It’s only July, just a few months after the governor essentially reopened the state and things started returning to normal. We have a long way to go before we can even begin to know the full impact of the pandemic on the local business community and individual communities.
But to many, it’s already apparent that new and intriguing uses will have to be found for spaces in the office towers and some of the other buildings in downtown Springfield. It seems clear that many of those already in those office towers will be downsizing or moving out when their leases expire. Meanwhile, there are few if any signs that retail can stage any kind of meaningful comeback, as the current vacancies along Main Street clearly show.
These indicators make it clear that creativity, with a generous amount of patience as well, will be needed when it comes to bringing new life to the properties downtown. Old answers and traditional ways of thinking won’t work. People should be thinking not about what these properties were designed to be — office spaces, for the most part — but what they can be.
If the pandemic has done anything, it has probably only accelerated a process that has been in place for years now. Indeed, downtown vacancy rates have been consistently, and somewhat disturbingly, high, with new inventory, at locations like 1550 Main Street and Union Station, only adding to the challenges facing those owning and managing property in and around Main Street.
There has been some movement in recent years when it comes to office-space absorption — Wellfleet Group moving into several floors in Tower Square, the Community Foundation moving out of Tower Square and onto street-level offices on Bridge Street, and the Dietz architecture firm moving into Union Station — but much of it is the kind of ‘musical chairs’ action that has defined the commercial real-estate scene for years now.

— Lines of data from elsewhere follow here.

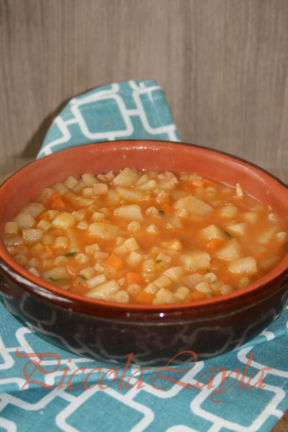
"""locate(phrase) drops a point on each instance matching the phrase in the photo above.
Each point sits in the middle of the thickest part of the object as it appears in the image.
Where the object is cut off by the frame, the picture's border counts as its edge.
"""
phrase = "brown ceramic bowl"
(154, 334)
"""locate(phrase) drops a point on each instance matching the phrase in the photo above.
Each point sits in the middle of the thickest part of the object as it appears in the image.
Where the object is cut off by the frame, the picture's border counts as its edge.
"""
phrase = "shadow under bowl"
(152, 335)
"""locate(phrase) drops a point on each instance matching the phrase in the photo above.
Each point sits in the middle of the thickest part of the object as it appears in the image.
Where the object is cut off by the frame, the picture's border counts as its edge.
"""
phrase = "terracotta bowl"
(153, 334)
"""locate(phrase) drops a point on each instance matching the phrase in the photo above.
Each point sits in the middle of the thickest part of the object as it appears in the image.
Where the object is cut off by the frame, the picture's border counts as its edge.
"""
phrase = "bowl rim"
(44, 289)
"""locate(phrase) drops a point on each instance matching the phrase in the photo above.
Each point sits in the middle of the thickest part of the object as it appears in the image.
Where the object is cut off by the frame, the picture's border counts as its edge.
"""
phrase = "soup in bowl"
(144, 247)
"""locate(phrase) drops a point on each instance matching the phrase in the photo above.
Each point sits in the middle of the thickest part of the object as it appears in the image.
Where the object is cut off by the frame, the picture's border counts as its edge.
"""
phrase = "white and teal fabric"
(128, 110)
(245, 390)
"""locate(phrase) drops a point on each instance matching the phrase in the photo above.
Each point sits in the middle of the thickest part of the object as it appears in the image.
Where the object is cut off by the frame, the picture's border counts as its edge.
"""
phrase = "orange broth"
(146, 237)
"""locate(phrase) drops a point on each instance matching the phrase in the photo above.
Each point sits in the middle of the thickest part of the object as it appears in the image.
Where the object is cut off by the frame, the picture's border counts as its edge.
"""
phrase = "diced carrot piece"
(44, 215)
(49, 251)
(134, 278)
(213, 244)
(145, 298)
(56, 201)
(114, 262)
(167, 208)
(72, 270)
(197, 295)
(199, 183)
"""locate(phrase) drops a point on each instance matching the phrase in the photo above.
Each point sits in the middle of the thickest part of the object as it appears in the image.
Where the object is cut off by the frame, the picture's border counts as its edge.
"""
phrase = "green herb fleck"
(228, 234)
(58, 280)
(69, 254)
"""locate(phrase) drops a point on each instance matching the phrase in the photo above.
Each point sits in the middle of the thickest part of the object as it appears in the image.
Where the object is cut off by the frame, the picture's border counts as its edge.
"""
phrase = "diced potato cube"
(134, 259)
(212, 232)
(97, 216)
(81, 258)
(152, 229)
(148, 266)
(25, 220)
(265, 237)
(87, 272)
(32, 235)
(95, 281)
(150, 185)
(193, 205)
(134, 227)
(55, 274)
(163, 258)
(245, 266)
(196, 260)
(88, 192)
(126, 177)
(130, 212)
(228, 211)
(88, 179)
(82, 225)
(164, 296)
(104, 290)
(46, 194)
(120, 297)
(112, 197)
(193, 279)
(237, 229)
(103, 230)
(61, 242)
(11, 228)
(163, 281)
(250, 217)
(230, 251)
(64, 220)
(203, 287)
(44, 225)
(131, 244)
(174, 273)
(100, 188)
(181, 293)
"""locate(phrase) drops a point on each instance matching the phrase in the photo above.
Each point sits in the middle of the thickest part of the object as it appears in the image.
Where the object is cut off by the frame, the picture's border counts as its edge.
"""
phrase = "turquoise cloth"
(210, 396)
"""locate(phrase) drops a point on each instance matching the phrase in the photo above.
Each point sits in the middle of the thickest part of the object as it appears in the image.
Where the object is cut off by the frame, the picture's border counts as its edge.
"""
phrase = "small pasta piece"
(197, 260)
(164, 296)
(25, 220)
(230, 251)
(121, 296)
(32, 235)
(126, 177)
(134, 227)
(11, 227)
(64, 220)
(181, 293)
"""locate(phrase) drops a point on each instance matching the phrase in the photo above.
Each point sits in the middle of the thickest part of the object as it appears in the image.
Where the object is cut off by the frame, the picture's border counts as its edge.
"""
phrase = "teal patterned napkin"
(245, 390)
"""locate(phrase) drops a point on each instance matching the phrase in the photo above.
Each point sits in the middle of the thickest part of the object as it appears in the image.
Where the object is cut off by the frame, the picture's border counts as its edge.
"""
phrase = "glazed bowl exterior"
(150, 334)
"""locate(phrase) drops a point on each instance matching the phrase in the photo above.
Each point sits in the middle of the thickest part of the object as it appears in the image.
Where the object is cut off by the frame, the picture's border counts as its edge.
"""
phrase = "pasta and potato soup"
(146, 237)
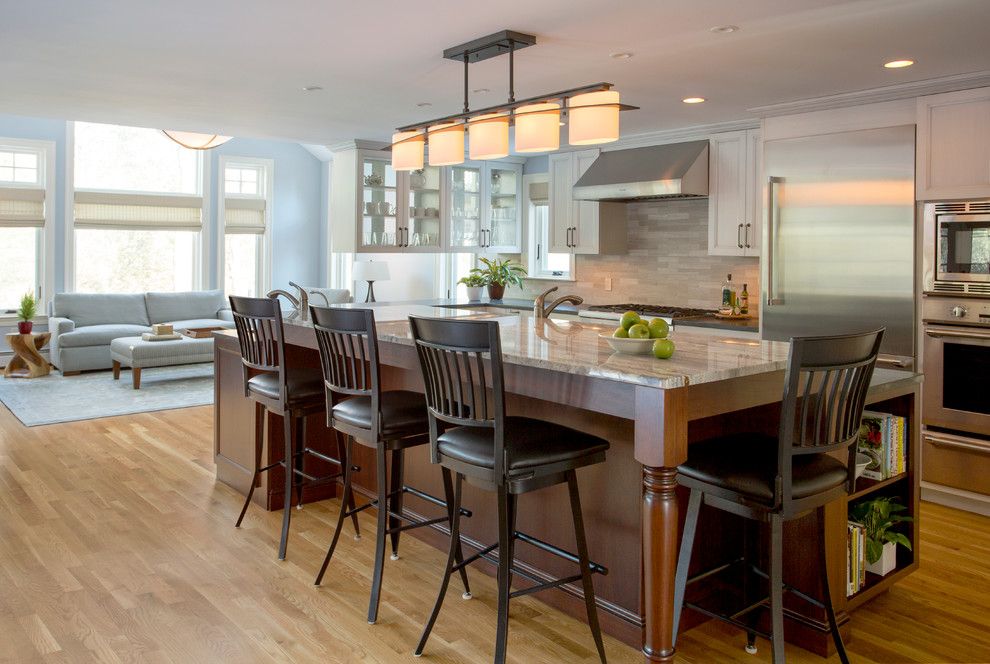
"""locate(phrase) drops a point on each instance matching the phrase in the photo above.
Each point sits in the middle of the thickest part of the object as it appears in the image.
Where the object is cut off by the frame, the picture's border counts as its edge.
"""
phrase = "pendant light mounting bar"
(493, 45)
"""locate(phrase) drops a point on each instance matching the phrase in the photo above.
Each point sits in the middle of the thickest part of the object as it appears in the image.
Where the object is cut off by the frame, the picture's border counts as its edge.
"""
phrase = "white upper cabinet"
(582, 227)
(735, 194)
(954, 145)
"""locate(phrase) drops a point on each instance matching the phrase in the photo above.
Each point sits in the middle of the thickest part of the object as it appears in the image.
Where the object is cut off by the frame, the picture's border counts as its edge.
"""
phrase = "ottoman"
(138, 354)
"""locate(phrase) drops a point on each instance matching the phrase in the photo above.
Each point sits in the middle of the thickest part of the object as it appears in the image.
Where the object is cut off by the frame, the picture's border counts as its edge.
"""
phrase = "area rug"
(57, 398)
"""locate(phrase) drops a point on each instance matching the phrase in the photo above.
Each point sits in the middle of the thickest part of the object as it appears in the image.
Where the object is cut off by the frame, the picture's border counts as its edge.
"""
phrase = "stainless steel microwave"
(957, 247)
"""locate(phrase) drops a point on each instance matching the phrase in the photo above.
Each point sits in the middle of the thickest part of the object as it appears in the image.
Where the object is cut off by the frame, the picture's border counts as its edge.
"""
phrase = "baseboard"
(961, 499)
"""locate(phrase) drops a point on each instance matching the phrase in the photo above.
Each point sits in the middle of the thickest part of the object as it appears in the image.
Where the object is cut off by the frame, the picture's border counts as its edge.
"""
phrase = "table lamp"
(371, 272)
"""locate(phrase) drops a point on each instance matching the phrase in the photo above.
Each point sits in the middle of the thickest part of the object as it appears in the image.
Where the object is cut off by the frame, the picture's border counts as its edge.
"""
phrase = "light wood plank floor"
(116, 545)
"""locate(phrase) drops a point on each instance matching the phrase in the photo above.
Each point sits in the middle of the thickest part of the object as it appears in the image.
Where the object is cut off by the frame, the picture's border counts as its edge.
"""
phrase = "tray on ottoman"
(138, 354)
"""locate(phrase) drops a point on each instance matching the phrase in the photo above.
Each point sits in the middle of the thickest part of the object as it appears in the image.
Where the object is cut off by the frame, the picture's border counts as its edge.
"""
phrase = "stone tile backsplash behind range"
(667, 263)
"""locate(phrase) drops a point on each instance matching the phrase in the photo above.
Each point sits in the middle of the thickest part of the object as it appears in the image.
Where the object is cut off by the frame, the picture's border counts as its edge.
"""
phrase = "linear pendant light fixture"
(592, 111)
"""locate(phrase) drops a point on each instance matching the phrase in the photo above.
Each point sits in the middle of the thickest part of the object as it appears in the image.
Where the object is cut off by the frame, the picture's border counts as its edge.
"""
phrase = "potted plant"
(499, 274)
(25, 314)
(474, 283)
(879, 517)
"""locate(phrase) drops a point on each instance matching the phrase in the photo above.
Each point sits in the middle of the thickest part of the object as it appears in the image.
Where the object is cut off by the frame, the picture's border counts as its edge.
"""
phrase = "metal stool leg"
(259, 433)
(383, 506)
(777, 587)
(453, 497)
(395, 503)
(684, 557)
(289, 476)
(826, 591)
(346, 504)
(586, 582)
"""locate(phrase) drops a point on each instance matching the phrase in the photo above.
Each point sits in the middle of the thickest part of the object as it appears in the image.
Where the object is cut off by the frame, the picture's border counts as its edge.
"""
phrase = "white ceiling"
(238, 67)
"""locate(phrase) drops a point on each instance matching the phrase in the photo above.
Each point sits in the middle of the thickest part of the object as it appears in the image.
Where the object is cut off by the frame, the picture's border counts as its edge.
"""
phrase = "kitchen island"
(650, 410)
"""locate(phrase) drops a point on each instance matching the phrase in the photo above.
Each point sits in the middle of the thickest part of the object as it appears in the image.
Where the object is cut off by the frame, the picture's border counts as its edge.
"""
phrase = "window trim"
(533, 267)
(45, 253)
(265, 257)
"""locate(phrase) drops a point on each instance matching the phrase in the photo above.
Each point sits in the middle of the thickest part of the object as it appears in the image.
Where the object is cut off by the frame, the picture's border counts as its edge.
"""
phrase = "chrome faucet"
(540, 310)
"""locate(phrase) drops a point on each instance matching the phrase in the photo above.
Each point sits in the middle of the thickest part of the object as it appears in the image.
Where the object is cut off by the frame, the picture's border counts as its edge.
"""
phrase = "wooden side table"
(27, 361)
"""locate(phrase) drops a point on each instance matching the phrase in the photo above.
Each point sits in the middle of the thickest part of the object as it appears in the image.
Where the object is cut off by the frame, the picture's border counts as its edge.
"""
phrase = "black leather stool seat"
(528, 443)
(747, 463)
(403, 413)
(304, 385)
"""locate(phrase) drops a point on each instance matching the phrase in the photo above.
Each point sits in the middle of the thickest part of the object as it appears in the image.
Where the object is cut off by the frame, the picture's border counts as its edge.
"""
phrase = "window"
(138, 211)
(25, 213)
(542, 263)
(246, 204)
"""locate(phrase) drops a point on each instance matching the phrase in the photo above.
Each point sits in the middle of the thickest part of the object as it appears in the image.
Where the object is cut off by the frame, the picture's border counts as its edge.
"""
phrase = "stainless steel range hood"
(679, 170)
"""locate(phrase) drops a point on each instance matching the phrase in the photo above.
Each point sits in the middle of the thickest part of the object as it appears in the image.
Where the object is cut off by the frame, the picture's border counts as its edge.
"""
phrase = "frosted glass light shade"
(593, 118)
(446, 144)
(489, 136)
(538, 127)
(407, 150)
(195, 140)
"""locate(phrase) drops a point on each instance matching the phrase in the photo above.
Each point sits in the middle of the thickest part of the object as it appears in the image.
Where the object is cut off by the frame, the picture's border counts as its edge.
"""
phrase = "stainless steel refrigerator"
(839, 238)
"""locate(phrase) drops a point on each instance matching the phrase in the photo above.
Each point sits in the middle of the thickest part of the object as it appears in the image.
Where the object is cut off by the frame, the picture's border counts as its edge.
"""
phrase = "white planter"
(887, 562)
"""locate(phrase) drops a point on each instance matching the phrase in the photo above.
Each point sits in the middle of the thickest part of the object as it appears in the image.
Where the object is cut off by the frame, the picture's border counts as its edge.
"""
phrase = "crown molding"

Looking forward, there is certainly potential for downtown to become more of a destination when it comes to office space, especially with regard to the manner in which the pandemic has shown business owners that they don’t necessarily have to be in downtown Boston or New York, paying sky-high lease rates, to conduct business. They can work from anywhere — including Springfield.
Unfortunately, every city in the country is sending out that same message, including communities with larger, deeper workforces, better climate, and more vibrant central business districts.
There are steps being taken to try to convince elected leaders to move some state offices to Springfield, again in recognition that they don’t need to be in Boston or even the Boston area. There is some optimism regarding these efforts, and the argument makes a great deal of sense, but we wonder if there can be any meaningful movement when it comes to agencies that have been headquartered in the eastern part of the state forever — and when it might come.
Beyond these initiatives, it’s clear that some real creativity in the form of imaginative new uses will needed. We’ve seen some already downtown with the YMCA of Greater Springfield, two colleges, and now White Lion Brewing moving into Tower Square, but we’ll need more.
That’s because traditional office-space users — law firms, accounting firms, insurance agencies, financial-services firms, and even nonprofits — will almost certainly need less of that space in the years to come. It’s time to look at a host of options, including residential, hospitality, healthcare, education, and others. Perhaps a live/work type of facility, such as the type being proposed for 1350 Main Street, can be one of the answers.
We’re not sure what the future will look like, but we’re reasonably sure it won’t look like what we have now. So something else will be needed. Something creative.